Kutsal Haç Manastırı: Surp Haç Kilisesi
16. yüzyıldan itibaren sivil yerleşim bulunmayan Akdamar Adası, dini yapılarıyla varlığını sürdürmüştür. Adada yer alan Surp Haç Kilisesi, Kudüs’ten İran’a kaçırıldıktan sonra Van bölgesine getirildiği rivayet edilen Hakiki Haç’ın bir parçasını barındırmak için Kral I. Gagik’in emriyle 915-921 yılları arasında Mimar Manuel tarafından inşa edilmiştir. Kızıl andezit taşından yapılan kilise, Orta Çağ Ermeni sanatının en seçkin örneklerinden biri olarak kabul edilir.
Kilisenin dış cephesi, bitki ve hayvan motifleriyle, ayrıca Kutsal Kitap'tan alınma sahnelerle süslenmiştir. Bu rölyefler, Orta Çağ Ermeni sanatına özgü ayrıntılarla donatılmış ve kiliseyi Ermeni mimari tarihinde eşsiz bir konuma taşımıştır. 19. yüzyıl sonlarında yaklaşık 300 keşişin yaşadığı kilise, 1895 ve 1915 olayları sonrasında terk edilmiştir.

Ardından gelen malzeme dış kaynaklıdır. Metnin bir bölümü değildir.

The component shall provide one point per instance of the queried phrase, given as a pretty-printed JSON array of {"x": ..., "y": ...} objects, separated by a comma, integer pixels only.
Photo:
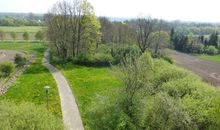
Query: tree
[
  {"x": 2, "y": 35},
  {"x": 144, "y": 29},
  {"x": 213, "y": 40},
  {"x": 160, "y": 40},
  {"x": 71, "y": 27},
  {"x": 39, "y": 36},
  {"x": 26, "y": 36},
  {"x": 13, "y": 35}
]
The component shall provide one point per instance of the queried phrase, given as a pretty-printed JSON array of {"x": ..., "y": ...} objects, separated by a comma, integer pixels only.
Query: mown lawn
[
  {"x": 30, "y": 86},
  {"x": 89, "y": 82},
  {"x": 215, "y": 58}
]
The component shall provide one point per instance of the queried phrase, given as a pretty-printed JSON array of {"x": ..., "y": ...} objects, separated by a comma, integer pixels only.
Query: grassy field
[
  {"x": 88, "y": 82},
  {"x": 30, "y": 86},
  {"x": 215, "y": 58},
  {"x": 21, "y": 29}
]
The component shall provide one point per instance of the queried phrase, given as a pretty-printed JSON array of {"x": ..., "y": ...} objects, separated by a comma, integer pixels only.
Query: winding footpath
[{"x": 70, "y": 111}]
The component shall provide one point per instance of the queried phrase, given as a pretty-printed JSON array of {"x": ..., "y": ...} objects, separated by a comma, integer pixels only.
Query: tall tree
[
  {"x": 144, "y": 29},
  {"x": 72, "y": 26}
]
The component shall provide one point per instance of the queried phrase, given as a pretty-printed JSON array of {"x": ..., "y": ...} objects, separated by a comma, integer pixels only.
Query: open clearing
[
  {"x": 6, "y": 55},
  {"x": 29, "y": 87},
  {"x": 209, "y": 71}
]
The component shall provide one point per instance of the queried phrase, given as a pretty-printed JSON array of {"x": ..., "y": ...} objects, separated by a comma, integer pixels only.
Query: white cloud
[{"x": 188, "y": 10}]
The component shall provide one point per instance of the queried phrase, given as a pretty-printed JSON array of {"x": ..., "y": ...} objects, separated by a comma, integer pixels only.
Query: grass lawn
[
  {"x": 30, "y": 86},
  {"x": 215, "y": 58},
  {"x": 88, "y": 82},
  {"x": 21, "y": 29}
]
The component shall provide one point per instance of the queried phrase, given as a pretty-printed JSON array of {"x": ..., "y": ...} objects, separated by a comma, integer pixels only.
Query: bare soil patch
[{"x": 209, "y": 71}]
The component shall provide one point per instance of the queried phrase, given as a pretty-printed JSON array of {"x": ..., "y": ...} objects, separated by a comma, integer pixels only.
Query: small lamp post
[{"x": 46, "y": 88}]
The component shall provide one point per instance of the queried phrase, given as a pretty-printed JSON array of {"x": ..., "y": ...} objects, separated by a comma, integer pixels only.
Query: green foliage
[
  {"x": 2, "y": 35},
  {"x": 167, "y": 113},
  {"x": 168, "y": 59},
  {"x": 6, "y": 68},
  {"x": 27, "y": 116},
  {"x": 120, "y": 51},
  {"x": 39, "y": 35},
  {"x": 13, "y": 35},
  {"x": 211, "y": 50},
  {"x": 87, "y": 83},
  {"x": 215, "y": 58},
  {"x": 166, "y": 98},
  {"x": 29, "y": 87},
  {"x": 26, "y": 36},
  {"x": 19, "y": 60}
]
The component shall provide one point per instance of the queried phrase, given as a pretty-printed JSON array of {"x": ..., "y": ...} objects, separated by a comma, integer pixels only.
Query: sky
[{"x": 186, "y": 10}]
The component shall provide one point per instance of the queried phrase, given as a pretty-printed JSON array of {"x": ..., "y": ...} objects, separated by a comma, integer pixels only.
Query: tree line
[
  {"x": 10, "y": 21},
  {"x": 195, "y": 44}
]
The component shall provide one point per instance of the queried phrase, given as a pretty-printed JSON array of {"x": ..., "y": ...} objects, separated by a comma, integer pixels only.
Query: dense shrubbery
[
  {"x": 157, "y": 95},
  {"x": 27, "y": 116},
  {"x": 211, "y": 50},
  {"x": 19, "y": 60},
  {"x": 6, "y": 68}
]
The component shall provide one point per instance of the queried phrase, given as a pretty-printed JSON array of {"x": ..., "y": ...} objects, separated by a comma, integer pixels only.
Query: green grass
[
  {"x": 22, "y": 46},
  {"x": 88, "y": 82},
  {"x": 30, "y": 86},
  {"x": 215, "y": 58},
  {"x": 20, "y": 29}
]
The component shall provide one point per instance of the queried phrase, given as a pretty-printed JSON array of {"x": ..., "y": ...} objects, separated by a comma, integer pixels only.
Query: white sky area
[{"x": 186, "y": 10}]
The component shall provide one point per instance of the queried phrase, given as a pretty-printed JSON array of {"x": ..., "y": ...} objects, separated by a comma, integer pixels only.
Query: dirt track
[{"x": 209, "y": 71}]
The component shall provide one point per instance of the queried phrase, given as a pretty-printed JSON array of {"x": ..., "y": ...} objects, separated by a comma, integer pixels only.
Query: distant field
[
  {"x": 30, "y": 86},
  {"x": 20, "y": 29},
  {"x": 215, "y": 58},
  {"x": 32, "y": 30}
]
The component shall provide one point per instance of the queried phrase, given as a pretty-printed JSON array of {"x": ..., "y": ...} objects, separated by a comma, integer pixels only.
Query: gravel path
[
  {"x": 209, "y": 71},
  {"x": 70, "y": 111}
]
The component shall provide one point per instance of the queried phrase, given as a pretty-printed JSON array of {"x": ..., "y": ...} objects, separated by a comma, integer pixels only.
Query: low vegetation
[
  {"x": 29, "y": 87},
  {"x": 6, "y": 68},
  {"x": 27, "y": 116},
  {"x": 215, "y": 58},
  {"x": 164, "y": 97}
]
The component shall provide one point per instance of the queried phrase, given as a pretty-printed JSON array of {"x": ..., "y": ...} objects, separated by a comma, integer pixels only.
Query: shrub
[
  {"x": 39, "y": 36},
  {"x": 26, "y": 36},
  {"x": 168, "y": 59},
  {"x": 211, "y": 50},
  {"x": 168, "y": 114},
  {"x": 119, "y": 52},
  {"x": 19, "y": 60},
  {"x": 13, "y": 35},
  {"x": 27, "y": 116},
  {"x": 197, "y": 48},
  {"x": 6, "y": 68}
]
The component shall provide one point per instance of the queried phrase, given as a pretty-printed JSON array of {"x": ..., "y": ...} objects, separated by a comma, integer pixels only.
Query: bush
[
  {"x": 39, "y": 35},
  {"x": 6, "y": 68},
  {"x": 168, "y": 59},
  {"x": 19, "y": 60},
  {"x": 27, "y": 116},
  {"x": 211, "y": 50},
  {"x": 119, "y": 52},
  {"x": 197, "y": 48},
  {"x": 26, "y": 36}
]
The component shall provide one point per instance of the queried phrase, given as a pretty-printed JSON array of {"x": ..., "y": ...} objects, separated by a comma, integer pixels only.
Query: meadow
[
  {"x": 30, "y": 86},
  {"x": 19, "y": 30},
  {"x": 89, "y": 82}
]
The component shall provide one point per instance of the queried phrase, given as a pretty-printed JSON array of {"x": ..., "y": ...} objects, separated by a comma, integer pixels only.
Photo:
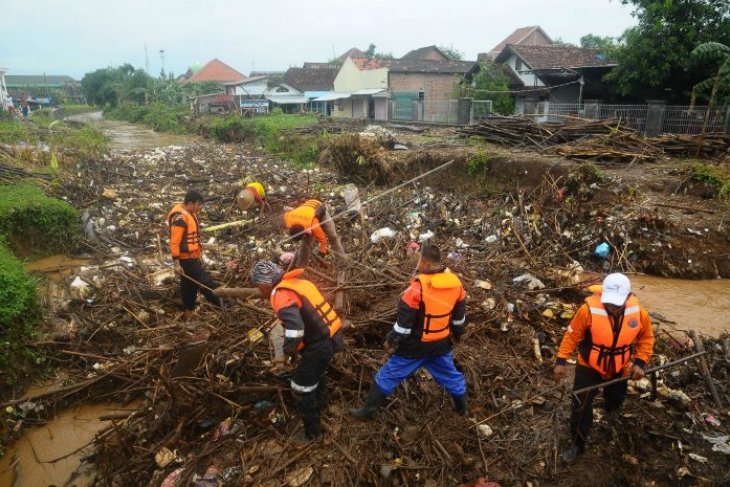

Gatoğigosluk Makamı ve Kilisenin Tarihi Rolü
Akdamar Adası'ndaki Surp Haç Kilisesi, 10. yüzyıl ortalarından 1101 yılına kadar Ermeni Kilisesi'nin ruhani başkanlığı olan Gatoğigosluk makamına ev sahipliği yapmıştır. 12. yüzyılda makamın Kilikya'ya taşınmasına rağmen, Akdamar Kilisesi 19. yüzyıla kadar ruhani liderlik iddiasını korumuştur. Kilise, Akdamar Adası'nın Ermeni kültürü ve dini tarihinde bir ikon haline gelmesini sağlamıştır.
Akdamar Adası, hem kültürel mirası hem de doğasıyla görenleri büyüleyen bir ada olmaya devam etmektedir.